Basically, there's a lot of ideas I'm playing around with. At the moment, just being able to wear diapers when and where I want is more than enough.

That is all for now. Sorry for the long silence.

Monday, December 11, 2006

Ugh. I came down with a stomach bug.

Know what the worst part of really bad diareah is? Its the time you really SHOULD be wearing a diaper, but without a place to dispose of it discreetly, you CAN'T wear one. Which is frustrating. I'm cold, and shivery, and my tummy hurts, so I really want to just crawl into bed with a diaper and my teddy. But I'm going to just have to keep running to the bathroom every 45 minutes or so.

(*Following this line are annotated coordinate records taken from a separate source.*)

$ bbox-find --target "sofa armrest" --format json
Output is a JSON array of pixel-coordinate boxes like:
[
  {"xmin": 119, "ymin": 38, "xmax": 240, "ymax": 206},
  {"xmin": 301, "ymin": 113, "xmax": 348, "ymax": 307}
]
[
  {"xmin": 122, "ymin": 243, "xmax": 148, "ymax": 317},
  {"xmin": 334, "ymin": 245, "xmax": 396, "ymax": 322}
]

Bah. Really annoying me. And I just barely avoided having an accident a few hours ago (I'm no longer wearing pullups, due mainly to financial reasons), which caused me to leak a little bit and means that I don't have any clean pants left to wear, so I have to do laundry, whcih I don't want to because I feel really awful right now.

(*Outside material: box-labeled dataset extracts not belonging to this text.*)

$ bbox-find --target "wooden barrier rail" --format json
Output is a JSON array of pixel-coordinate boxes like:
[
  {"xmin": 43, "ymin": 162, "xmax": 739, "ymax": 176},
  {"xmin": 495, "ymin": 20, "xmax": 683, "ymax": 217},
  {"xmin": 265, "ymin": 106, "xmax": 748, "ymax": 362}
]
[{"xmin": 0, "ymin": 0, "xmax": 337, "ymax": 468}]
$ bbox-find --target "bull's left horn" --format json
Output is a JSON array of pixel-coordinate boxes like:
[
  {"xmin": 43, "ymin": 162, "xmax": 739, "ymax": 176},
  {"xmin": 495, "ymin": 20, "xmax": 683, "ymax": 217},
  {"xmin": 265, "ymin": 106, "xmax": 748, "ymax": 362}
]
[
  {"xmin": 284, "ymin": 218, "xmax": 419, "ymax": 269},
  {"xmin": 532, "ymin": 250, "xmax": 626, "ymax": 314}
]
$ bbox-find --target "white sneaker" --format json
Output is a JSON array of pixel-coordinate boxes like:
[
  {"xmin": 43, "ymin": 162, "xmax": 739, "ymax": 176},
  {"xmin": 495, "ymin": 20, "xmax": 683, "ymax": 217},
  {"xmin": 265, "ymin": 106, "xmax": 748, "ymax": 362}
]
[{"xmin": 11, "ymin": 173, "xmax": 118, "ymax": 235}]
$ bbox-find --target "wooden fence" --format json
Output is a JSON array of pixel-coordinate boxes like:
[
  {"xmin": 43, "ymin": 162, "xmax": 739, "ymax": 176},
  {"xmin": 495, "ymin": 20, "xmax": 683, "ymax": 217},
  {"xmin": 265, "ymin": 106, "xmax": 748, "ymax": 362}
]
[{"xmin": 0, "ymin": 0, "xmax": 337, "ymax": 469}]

...this is not a good day.

Sunday, August 27, 2006

I've been restless lately. Partly becuase I've been without internet for a week.

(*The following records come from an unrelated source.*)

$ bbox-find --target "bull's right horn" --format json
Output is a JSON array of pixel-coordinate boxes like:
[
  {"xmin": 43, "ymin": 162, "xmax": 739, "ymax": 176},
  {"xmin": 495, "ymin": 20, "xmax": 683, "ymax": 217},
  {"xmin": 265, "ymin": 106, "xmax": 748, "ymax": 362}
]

But its given me time to think about my plans for this year.

I got a new job that's going to start in about a week or so, and hopefully there the owner will let me wear my black jeans instead of the standard uniform pants. I don't see too much of a problem, the owner's a nice guy, I think I saw the chef wearing black slacks. They COULD be uniform pants, but I don't think so. I'll ask.

If that works out, it means I can wear pullups ALL the time. Though what I'm thinking is that instead of having "pull-up days" and "diaper days", I'm going to moderate my use depending on my class schedule. So before longer (2-4 hour) classes, I'll change into a diaper.

Looking forward to it, to be honest. I'm also thinking I'm going to dedicate a drawer to age-play/DL related stuff. Got my two bibs, and three changing pads, as well as my "file" of devotee-related newspaper clippings, most of which mention diapers at one point or another. I'm thinking of getting a few other things this year. A swim diaper, for one. I've got a decent paycheck, so that'll be fine. Maybe get some special cutlery with big padded grips for easier handling. Maybe a sippy cup and a teething ring? I dunno. Teething rings are something I've always liked. NOt big on bottles or pacifiers, but I like being able to chew on something.

I'm really torn about whether or not to wear my diaper too the bathroom in the morning, and wear a pullup back. It'd be noisy and hard to hide. But...I dunno. I like the idea. Of not quite trusting myself to be dry between the bathroom and my room. Almost wish I had my own place, lol.

God am I ever looking forward to going back to university and my new job!

Wednesday, August 16, 2006

So I ran out of diapers on monday, and the medical supply store was all out of the medium Attends that I normally wear.

So I grabbed a bag of Tranquility instead, because it was cheap.

BIG mistake. In two nights I had to use four diapers, the tapes were THAT bad.

So I returned the bag to the store, and they let me grab a bag of Tena in return. Now, I was thinking these were the Tena diapers I used a couple years ago when the store I was going to ran out of Attneds and gave me a couple free sample diapers to make up for it till their next shipment came in. They were cloth backed, with a big tape area on the front.

I oepned the bag...and was pleasently surprised. These ones are plastic backed, with a big tape area. Its so nice, overall. Pleasent feeling, pretty comfy, and the tapes seem to be pretty good.

My big problem with most adult diaper brands is how strong the tapes are. I roll around a LOT when I sleep. I mean, I sleep fine, but I toss and turn around WHILE I'm sleeping, and this puts a lot of stress on the tapes which means that diapers withoust strong tapes tend to come apart while I'm asleep. Which is never good. And I can't sleep in a diaper that has half its tapes coming off. Just doesn't work.

So...yeah. Things seem to be looking up.

And the internet's working again. Yay!